Amongst these hundreds of pollutants, some so-called “indicators” (such as O3, NO2, SO2, PM2.5, and PM10) are under official monitoring in most countries and are expected to fit air quality guidelines. World Health Organization (WHO) estimates that 99% of people worldwide breath polluted air, with effects on health that are clearly established (World Health Organization, 2021). Accounting for 4.2 million premature deaths yearly worldwide (World Health Organization, 2021), ambient air pollution currently constitutes the major environmental threat for human health and ranks as the fourth leading risk factor for premature deaths (Health Effects Institute, 2020). Regarding respiratory effects, it is well documented that air pollution reduces lung function (Paulin and Hansel, 2016), worsens respiratory condition of patients with pre-existing pathologies such as asthma and chronic obstructive pulmonary disease (COPD) (Hoek et al., 2013; Thurston et al., 2020) and increases lung cancer incidence (Raaschou-Nielsen et al., 2013). Since 2013, air pollution has been classified as carcinogenic to humans by the International Agency for Research Cancer (IARC) (International Agency for Research on Cancer, 2013). In a recent paper, the loss of life expectancy from ambient air pollution was shown to be 2.9 years (Lelieveld et al., 2020). In addition, it is estimated that the mean life expectancy would increase by 1.7 years if all anthropogenic emissions were removed. For children, air pollution is associated with increased preterm birth and low birth weight (Stieb et al., 2012; Dadvand et al., 2013; Fleischer et al., 2014), reduced pulmonary growth and lung function (Gauderman et al., 2007; Hwang et al., 2015; Milanzi et al., 2018) together with an increased risk of developing respiratory diseases (Goldizen et al., 2016).

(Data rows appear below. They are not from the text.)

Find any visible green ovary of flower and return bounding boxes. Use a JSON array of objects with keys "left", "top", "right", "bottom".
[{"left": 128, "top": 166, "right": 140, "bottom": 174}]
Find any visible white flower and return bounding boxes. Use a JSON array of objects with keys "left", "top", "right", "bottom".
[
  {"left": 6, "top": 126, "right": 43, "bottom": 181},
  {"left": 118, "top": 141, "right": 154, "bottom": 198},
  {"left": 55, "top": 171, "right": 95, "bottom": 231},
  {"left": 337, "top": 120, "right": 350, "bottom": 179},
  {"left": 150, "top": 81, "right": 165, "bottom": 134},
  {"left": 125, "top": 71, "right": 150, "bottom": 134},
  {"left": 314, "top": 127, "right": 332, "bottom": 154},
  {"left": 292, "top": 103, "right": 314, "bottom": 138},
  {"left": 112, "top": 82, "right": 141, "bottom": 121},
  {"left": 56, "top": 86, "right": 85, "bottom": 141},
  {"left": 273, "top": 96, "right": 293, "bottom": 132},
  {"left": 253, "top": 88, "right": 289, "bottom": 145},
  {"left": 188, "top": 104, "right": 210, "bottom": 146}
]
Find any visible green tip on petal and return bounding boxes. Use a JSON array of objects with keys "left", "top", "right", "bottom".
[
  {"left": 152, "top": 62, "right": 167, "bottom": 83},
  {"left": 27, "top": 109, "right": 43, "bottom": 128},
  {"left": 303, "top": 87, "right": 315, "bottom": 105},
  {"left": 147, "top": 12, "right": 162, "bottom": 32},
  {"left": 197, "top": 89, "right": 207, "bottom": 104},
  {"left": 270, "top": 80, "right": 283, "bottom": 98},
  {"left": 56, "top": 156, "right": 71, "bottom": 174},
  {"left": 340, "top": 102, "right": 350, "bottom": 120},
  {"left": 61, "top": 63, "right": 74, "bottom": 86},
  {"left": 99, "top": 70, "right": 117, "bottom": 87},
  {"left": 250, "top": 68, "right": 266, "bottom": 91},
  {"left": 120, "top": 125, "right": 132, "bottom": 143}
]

With known effects for healthy people as well as for people with pre-existing condition(s), air pollution could constitute an important contributing factor for CF disease. Moreover, in a context where air pollution is often above WHO’s recommended values and where CF patients live older (while being diagnosed at birth in most cases), it is of particular interest to consider air pollution and its possible harmful effects on the course of the disease. Strikingly, studies dealing with specific implication of air pollution on the course of CF airway disease are scarce and only quite recent. Our goal here is to review the actual knowledge on the role of air pollution in the phenotypic variability observed in CF as well as to highlight recent advances in the underlying mechanisms.

Search Strategy

Studies of interest were identified by searching PubMed from 1990 to present with the term “cystic fibrosis” or “CFTR” combined with the specific terms “air pollution” or “particulate matter,” “ozone,” “nitrogen dioxide,” “sulfur dioxide,” “diesel” or “exhaust.” Key words search was limited to title and abstract. Human as well as mouse studies were considered. Among the 62 studies retrieved after this search, 14 were chosen based on their title and abstract. Studies were included if they assessed health outcomes in people with CF or in CF experimental models in relation with air pollution exposure measurement data or experimental exposure. Though conducted in non-CF airway cells and non-CF mouse model, two more studies were included because they investigated direct effects of pollutants on CFTR expression and/or function and airway fluid secretion. Finally, one additional study was identified when reviewing references of the articles initially selected. A total of 17 studies were overall included in this review (Tables 1, 2, 3).

TABLE 1

Summary and comparison of results obtained by epidemiological studies.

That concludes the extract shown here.